NOW YOU SEE NO YOU DON’T : Residents of the little patriotic town of Bitchling Deacon, in Tory held NorthSouthWest Sussox, are to hold a bunting dressed ceremony later today to celebrate the next stage of Brexit.
The cause celeb is the local Tesco superstore which landed outside the town like a behemoth flying saucer in 2011, and eliminated all independent family food based businesses. Since then it has been the focal point of the community whose traditional industries include which burning and the immolation of other words which indicate choices.
Local dignitaries are expected to attend the ceremony which will involve the regional Conservative Party chairman beating himself in the face with a brick, before he presses the button to lower the upbeat, silver cardboard superstructure in place.
Quite what the town will do for food after the empty store is hidden from view behind the massive structure isn’t yet clear, but industry experts suggest they are ahead of an important National curve.

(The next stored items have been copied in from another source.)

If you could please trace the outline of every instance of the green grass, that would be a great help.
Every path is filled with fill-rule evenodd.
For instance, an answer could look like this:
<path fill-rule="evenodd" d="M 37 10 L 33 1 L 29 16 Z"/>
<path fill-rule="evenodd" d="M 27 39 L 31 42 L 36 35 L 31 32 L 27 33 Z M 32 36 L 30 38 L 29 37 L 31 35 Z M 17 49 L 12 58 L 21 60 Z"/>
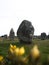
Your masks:
<path fill-rule="evenodd" d="M 39 50 L 41 52 L 41 61 L 44 62 L 49 55 L 49 40 L 40 40 L 40 39 L 34 39 L 32 44 L 21 44 L 19 41 L 9 41 L 4 40 L 0 42 L 0 55 L 6 56 L 8 53 L 9 45 L 13 44 L 18 47 L 24 46 L 26 50 L 26 54 L 28 55 L 30 52 L 30 49 L 33 47 L 34 44 L 37 44 L 39 47 Z"/>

“The hiding of the superstore will allow the locals of Little Bitchling to get a head start in the vital post Brexit industries of hunting and foraging,” Mr Spaffcox commented, “and cannibalism. If they hone their skills early they’ll have a distinct advantage over neighbouring tribes and will have full bellies until Priti Patel is placed into a medical coma and the end of FOM reversed.”
The ceremony itself is open to all but attendees are encouraged to attend maskless and huddle so the other great Conservative project, using the pandemic to conceal Brexit supply chain issues, can continue unabated.